At La Placita, he opened the doors of the church to house young migrants during a period of tense speech on immigration, and federal officials accused him of promoting illegal behavior. He handcuffed himself to a federal building to draw attention to the fate of immigrants in detention, the first of a dozen times he was arrested for civil disobedience, said Jimenez. His last arrest occurred in 2023, at the age of 81, while he was walking for workers’ rights.
He also opened his Los Angeles church to weekly HIV tests, working with Richard Zaldivar, founder of the Wall Las Memorias Project, at a time when the Catholic Church was not welcoming in the LGBTQ +community. Zaldivar remembers asking Estrada if he was afraid of being in trouble.
“He was like a shooting star; he was not reluctant,” recalls Zaldivar. “He has inspired so many people to believe that you could change the community and change the systems by raising your voice and organizing. He also inspired people to believe in their faith – faith in God, but also in faith in yourself that you can create a better community. “
In the 1970s, Estrada organized himself for the rights of agricultural workers alongside Cesar Chavez and Dolores Huerta, participating in marches for united agricultural workers and organizing grape boycotts in East Los Angeles. He was a key figure in the Chicano movement, lending his stature as a religious leader to defend the poorly served communities.
When he advocated to open the first shelter for young undocumented people, hundreds of people presented themselves in the opposition, recalled the senator of the state Maria Elena Durazo, who represents the center and the east of “he remained calm, comprising their fears, but reminding everyone of our humanity”.
Actor Edward James Olmos said he had known Estrada thanks to their common interests in immigrant rights and to speak to young people who are imprisoned.

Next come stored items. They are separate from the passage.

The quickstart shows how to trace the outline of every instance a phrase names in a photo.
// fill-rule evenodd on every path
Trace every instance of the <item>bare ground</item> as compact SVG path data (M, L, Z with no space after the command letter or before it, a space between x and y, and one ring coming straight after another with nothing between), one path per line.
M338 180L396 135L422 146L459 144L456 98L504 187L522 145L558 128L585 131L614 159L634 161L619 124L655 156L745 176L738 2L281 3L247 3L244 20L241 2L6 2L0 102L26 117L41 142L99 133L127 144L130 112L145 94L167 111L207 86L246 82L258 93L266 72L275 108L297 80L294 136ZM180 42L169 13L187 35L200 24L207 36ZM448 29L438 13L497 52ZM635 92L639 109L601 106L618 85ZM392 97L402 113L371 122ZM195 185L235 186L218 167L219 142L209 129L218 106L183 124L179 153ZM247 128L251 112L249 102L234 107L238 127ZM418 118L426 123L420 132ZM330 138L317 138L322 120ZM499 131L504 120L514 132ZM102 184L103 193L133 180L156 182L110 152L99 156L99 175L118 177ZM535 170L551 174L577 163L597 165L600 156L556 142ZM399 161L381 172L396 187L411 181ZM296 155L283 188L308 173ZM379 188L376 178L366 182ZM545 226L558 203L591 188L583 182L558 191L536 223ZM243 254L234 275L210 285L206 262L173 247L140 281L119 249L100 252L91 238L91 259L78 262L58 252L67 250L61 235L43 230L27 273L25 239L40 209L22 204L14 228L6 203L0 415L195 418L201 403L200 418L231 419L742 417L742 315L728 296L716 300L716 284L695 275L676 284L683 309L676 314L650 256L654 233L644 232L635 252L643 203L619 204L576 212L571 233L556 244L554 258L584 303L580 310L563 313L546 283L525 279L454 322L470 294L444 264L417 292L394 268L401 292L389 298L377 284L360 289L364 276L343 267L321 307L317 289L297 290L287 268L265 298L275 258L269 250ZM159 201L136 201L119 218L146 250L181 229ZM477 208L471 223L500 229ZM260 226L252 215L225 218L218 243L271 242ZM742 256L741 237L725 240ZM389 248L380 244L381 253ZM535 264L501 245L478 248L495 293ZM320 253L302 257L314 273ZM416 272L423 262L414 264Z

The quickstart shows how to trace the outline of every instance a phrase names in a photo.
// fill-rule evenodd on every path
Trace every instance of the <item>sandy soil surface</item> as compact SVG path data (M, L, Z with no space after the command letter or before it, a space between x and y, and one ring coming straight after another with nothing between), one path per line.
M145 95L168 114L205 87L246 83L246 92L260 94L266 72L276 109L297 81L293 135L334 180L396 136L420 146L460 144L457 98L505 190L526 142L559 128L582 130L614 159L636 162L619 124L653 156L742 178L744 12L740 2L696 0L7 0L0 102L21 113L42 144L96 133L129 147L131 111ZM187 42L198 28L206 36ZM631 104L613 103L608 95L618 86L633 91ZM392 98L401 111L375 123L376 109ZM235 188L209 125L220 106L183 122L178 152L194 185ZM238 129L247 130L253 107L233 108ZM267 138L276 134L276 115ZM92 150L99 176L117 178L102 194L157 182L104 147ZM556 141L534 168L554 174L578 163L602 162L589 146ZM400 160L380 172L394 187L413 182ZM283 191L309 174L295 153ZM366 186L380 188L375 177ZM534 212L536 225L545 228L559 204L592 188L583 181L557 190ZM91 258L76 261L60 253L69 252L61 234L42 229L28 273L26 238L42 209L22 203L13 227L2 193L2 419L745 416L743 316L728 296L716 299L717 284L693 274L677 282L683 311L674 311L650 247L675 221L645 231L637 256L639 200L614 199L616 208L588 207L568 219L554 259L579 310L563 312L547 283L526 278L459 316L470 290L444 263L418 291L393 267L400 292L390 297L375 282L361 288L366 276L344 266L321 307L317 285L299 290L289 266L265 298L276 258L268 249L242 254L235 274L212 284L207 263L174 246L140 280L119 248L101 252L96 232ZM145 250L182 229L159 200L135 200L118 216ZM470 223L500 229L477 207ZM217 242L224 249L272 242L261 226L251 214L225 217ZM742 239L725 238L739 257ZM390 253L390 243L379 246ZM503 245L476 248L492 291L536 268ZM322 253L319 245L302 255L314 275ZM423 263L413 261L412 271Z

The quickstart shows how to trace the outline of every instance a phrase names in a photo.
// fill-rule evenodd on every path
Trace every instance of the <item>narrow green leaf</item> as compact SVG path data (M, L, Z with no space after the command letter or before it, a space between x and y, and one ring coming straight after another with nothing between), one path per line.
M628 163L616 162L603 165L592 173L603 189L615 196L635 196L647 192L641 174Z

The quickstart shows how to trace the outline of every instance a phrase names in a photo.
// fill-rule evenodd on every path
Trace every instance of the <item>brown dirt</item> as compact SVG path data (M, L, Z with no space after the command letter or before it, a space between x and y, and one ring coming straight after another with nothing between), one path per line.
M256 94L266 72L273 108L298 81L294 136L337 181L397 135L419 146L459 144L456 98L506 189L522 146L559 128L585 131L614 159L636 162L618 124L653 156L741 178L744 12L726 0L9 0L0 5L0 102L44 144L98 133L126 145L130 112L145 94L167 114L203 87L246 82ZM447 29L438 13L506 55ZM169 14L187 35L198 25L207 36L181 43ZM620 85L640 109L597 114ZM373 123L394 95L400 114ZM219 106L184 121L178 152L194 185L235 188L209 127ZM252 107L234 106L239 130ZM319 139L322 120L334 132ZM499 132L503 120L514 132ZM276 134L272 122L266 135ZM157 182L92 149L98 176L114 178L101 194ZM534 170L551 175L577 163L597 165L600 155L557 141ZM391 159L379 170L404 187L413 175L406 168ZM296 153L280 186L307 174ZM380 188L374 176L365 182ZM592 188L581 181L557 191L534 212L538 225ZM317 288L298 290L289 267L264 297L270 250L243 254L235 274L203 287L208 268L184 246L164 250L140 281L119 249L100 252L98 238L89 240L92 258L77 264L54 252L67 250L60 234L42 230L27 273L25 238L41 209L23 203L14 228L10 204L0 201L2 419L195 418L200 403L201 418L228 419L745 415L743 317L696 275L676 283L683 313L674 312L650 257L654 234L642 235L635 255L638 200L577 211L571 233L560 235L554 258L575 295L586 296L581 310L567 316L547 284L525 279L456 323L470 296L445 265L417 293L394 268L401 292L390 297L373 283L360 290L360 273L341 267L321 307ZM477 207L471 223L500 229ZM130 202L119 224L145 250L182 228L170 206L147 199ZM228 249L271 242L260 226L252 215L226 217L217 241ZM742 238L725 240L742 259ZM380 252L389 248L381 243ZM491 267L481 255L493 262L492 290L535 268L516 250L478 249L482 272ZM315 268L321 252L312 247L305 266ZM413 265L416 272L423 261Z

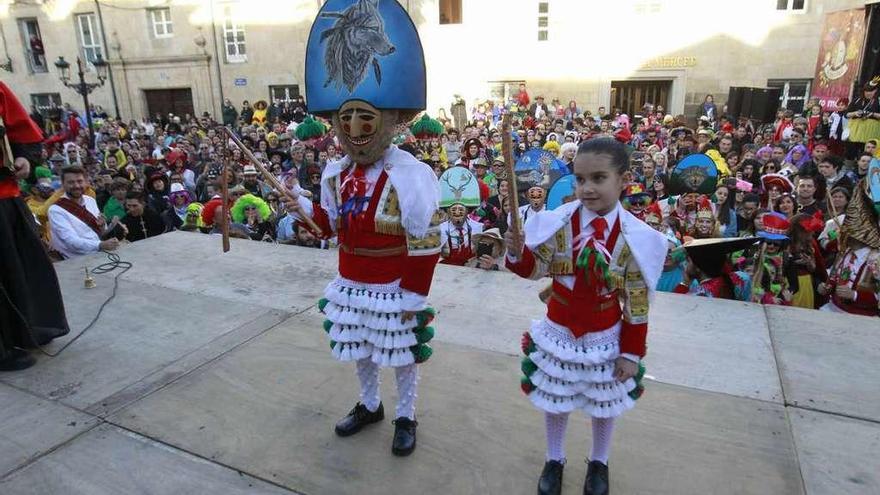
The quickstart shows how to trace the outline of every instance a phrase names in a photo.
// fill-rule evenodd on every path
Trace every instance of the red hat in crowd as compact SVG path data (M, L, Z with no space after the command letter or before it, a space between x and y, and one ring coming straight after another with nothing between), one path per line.
M632 132L630 132L630 130L626 127L614 133L614 139L620 141L623 144L628 144L630 141L632 141L632 138Z
M180 160L186 160L186 153L181 150L171 150L165 155L165 161L168 162L169 165L174 165Z

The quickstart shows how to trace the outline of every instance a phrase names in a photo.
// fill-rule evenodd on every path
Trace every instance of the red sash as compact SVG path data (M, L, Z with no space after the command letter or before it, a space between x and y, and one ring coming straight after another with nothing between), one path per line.
M60 198L55 204L63 208L67 213L78 218L82 223L88 225L95 234L98 234L98 237L101 237L102 231L98 219L95 218L95 215L92 215L92 212L87 210L85 206L76 203L70 198Z

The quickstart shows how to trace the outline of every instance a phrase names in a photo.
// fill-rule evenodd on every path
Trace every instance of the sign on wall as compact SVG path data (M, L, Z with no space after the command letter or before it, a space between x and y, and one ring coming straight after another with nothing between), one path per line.
M823 109L833 111L839 98L849 98L864 39L864 8L825 14L813 82L813 96Z
M237 77L235 78L236 86L247 86L247 78L246 77Z

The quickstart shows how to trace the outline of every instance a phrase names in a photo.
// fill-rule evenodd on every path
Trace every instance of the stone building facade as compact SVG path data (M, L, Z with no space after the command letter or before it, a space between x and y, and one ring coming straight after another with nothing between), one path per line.
M873 0L400 0L422 36L428 111L452 95L470 105L529 92L583 109L647 97L693 115L730 86L809 95L824 14ZM151 113L219 113L304 91L308 30L322 0L0 1L3 80L24 102L82 107L54 61L109 60L110 83L91 99L126 119ZM42 40L44 55L29 39ZM94 80L94 74L87 74ZM115 93L115 98L114 98ZM650 95L650 96L646 96ZM307 95L306 95L307 96Z

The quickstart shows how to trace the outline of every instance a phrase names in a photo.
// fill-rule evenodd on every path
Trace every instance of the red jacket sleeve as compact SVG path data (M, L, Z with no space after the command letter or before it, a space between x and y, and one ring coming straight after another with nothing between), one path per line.
M510 261L510 258L506 258L504 265L508 270L522 278L531 278L532 273L535 271L535 255L532 254L529 248L523 247L523 254L519 260L513 262Z
M43 141L43 133L5 83L0 82L0 115L10 143L33 144Z
M400 279L400 288L427 296L434 279L434 269L440 260L440 253L422 256L407 256L406 269Z

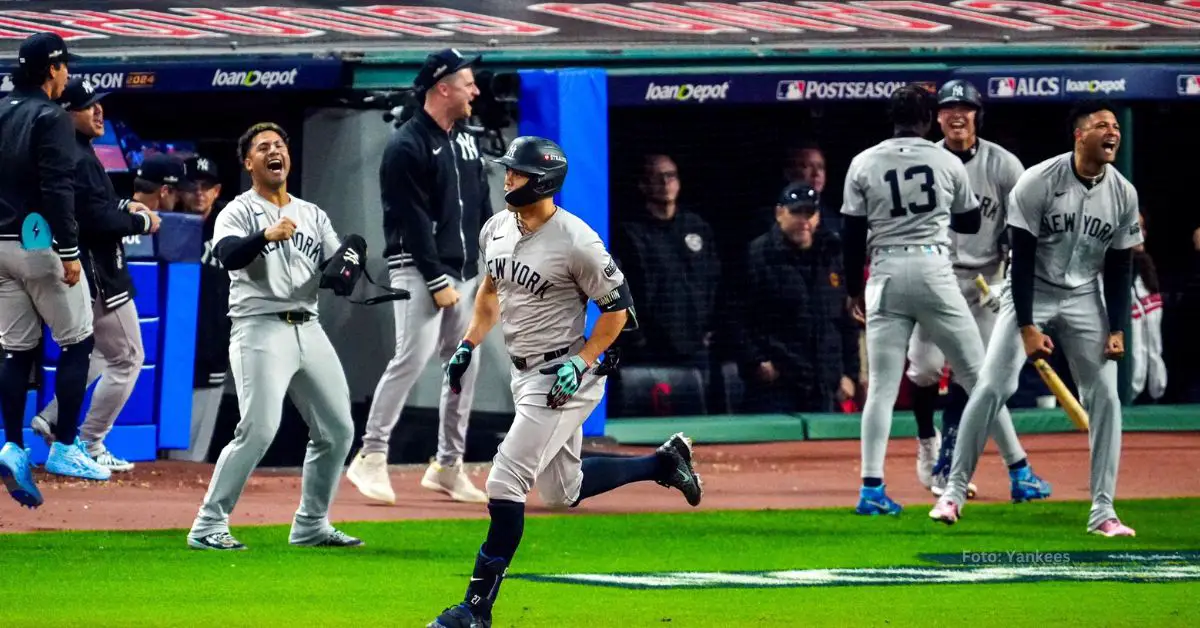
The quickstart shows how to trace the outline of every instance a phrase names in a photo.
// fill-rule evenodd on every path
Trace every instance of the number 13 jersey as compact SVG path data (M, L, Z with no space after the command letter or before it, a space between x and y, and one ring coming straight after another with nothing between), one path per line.
M920 137L859 153L846 173L842 213L867 219L867 249L951 245L950 214L979 207L962 160Z

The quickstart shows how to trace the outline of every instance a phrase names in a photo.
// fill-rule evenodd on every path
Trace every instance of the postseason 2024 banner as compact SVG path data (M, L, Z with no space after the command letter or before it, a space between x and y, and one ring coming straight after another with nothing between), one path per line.
M51 30L82 52L645 46L1194 45L1200 0L531 2L0 0L0 44ZM12 55L15 50L8 52ZM614 53L615 54L615 53Z

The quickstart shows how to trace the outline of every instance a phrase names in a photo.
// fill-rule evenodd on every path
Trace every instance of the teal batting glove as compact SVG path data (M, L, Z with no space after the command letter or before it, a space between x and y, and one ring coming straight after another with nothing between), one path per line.
M446 363L446 379L449 380L450 390L456 395L462 392L462 376L467 372L467 367L471 366L471 351L474 349L475 345L464 340L459 343L458 349Z
M546 393L546 407L558 408L567 403L575 393L579 392L579 383L583 374L588 370L583 358L575 355L561 364L552 364L538 372L543 375L554 375L554 385Z

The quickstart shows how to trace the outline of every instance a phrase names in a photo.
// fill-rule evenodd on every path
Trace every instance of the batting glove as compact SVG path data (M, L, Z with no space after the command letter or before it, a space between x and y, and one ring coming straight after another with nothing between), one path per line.
M446 363L446 378L450 381L450 390L456 395L462 392L462 376L471 365L471 351L474 349L475 345L464 340Z
M543 375L554 375L554 385L546 393L546 407L558 408L567 403L575 393L579 392L579 383L587 372L587 364L579 356L571 356L562 364L552 364L538 372Z

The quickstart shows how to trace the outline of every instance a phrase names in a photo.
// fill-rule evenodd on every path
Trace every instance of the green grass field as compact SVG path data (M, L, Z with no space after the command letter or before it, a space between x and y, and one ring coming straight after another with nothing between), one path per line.
M952 528L915 505L898 519L848 509L533 517L494 625L1200 626L1200 581L650 590L525 579L936 567L918 555L964 550L1200 550L1200 499L1119 507L1137 538L1084 534L1087 506L1070 502L973 505ZM235 528L250 546L237 553L189 550L182 531L0 536L0 626L424 626L461 599L486 525L347 523L368 544L348 550L289 547L286 527Z

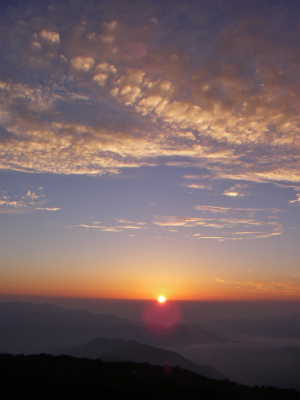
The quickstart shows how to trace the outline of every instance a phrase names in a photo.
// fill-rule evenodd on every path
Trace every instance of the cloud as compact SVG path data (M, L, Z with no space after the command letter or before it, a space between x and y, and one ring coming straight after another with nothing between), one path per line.
M71 65L76 71L88 72L93 68L95 61L92 57L73 57Z
M142 226L136 226L136 225L123 225L123 229L146 229L145 227Z
M205 226L210 228L233 228L238 225L243 226L260 226L260 225L277 225L275 222L262 222L255 219L239 219L239 218L192 218L192 217L164 217L156 216L154 221L155 225L160 226L185 226L185 227L195 227L195 226Z
M50 44L59 44L59 33L58 32L49 32L45 29L39 33L39 37Z
M290 200L290 203L299 203L300 202L300 193L296 194L296 199Z
M78 225L70 225L69 228L84 228L84 229L97 229L102 232L122 232L123 229L120 229L116 226L101 226L101 225L88 225L88 224L78 224Z
M116 226L102 226L99 228L102 232L122 232L122 229Z
M195 210L198 211L204 211L204 212L210 212L213 214L241 214L241 215L253 215L256 212L259 211L265 211L265 208L239 208L239 207L219 207L219 206L210 206L210 205L196 205L194 206ZM280 210L277 209L271 209L272 212L277 212Z
M200 179L202 178L201 175L183 175L184 179Z
M300 285L298 282L290 281L265 281L265 280L251 280L251 281L231 281L222 278L216 278L216 282L236 287L249 287L252 292L262 294L286 294L295 295L299 293Z
M84 229L92 229L92 230L99 230L101 232L124 232L127 229L134 229L134 230L141 230L147 229L144 225L147 225L146 222L133 222L126 220L124 218L114 218L116 221L121 223L122 225L116 226L105 226L102 225L100 222L93 222L91 224L78 224L78 225L70 225L70 228L84 228ZM101 224L101 225L100 225Z
M206 189L206 190L212 189L211 185L199 185L198 183L184 184L184 186L186 186L190 189Z
M279 216L273 215L274 213L280 214L283 212L280 209L230 208L209 205L197 205L194 209L201 211L203 216L157 215L153 223L162 228L192 228L193 231L189 232L185 237L200 240L266 239L283 233L282 224L278 220ZM221 234L215 235L216 229L221 231Z
M59 207L44 207L49 200L46 199L43 188L36 191L28 190L23 195L9 195L2 192L0 196L0 213L2 214L20 214L32 210L59 211Z
M243 197L245 193L242 192L242 189L247 187L247 185L236 184L230 187L227 190L224 190L223 195L230 197Z
M58 11L51 29L40 9L26 23L3 21L1 168L101 175L166 164L204 168L210 179L300 182L292 6L250 6L245 15L239 6L167 2L158 15L147 3L138 18L82 7L86 17L73 10L68 29ZM216 31L211 21L225 11ZM71 92L86 99L81 112Z
M117 25L118 25L118 21L111 21L111 22L105 22L105 23L104 23L104 27L105 27L109 32L115 31Z
M115 220L121 224L147 225L147 222L134 222L134 221L130 221L130 220L127 220L124 218L115 218Z
M93 77L93 81L97 82L100 86L105 85L110 74L115 74L117 72L116 68L107 62L98 64L95 71L96 75Z
M61 210L61 208L59 208L59 207L37 207L36 210L59 211L59 210Z
M30 120L30 113L41 113L52 111L59 101L74 102L76 100L86 101L89 98L74 92L63 90L57 85L46 87L36 85L31 87L24 83L7 83L0 81L0 101L3 106L2 114L0 115L1 122L8 131L18 133L20 139L21 127L19 124L25 123L31 128L35 128L37 134L45 135L45 132L39 132L42 124L39 123L38 118ZM31 115L31 118L33 116ZM14 124L11 120L14 119Z

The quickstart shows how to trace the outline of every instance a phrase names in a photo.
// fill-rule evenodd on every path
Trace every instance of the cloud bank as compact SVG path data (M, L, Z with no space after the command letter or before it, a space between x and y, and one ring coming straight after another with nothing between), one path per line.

Over the years, Estrada has relied on Olmos to support various causes, and Olmos has often answered this call. “Ok, father, we are on the way,” he said Estrada.
Olmos said he remembers Estrada expressed frustrations when it was clear that members of the Catholic Church covered children’s sexual abuse, an episode that contributed to his decision to leave the institution – and another example of his condemnation to express his mind.
“He was one of the greatest human beings I met in my life,” said Olmos.
As Minister at the Epiphany Church, an episcopal church by Lincoln Heights, Estrada baptized Jimenez when she was a child, then baptized her two daughters. He was present through difficult times, she said, including the death of his sister, offering comfort and advice.
“It was almost as if you were next to a saint. When you were around him, it was one of the most comforting feelings,” she said.
Estrada remained an active presence in JENES as president of the board of directors until the beginning of this year. Just after his birthday on March 1, he fell ill and received a diagnosis of COVID-19 and pneumonia, said Jimenez. He died on Cesar Chavez’s day.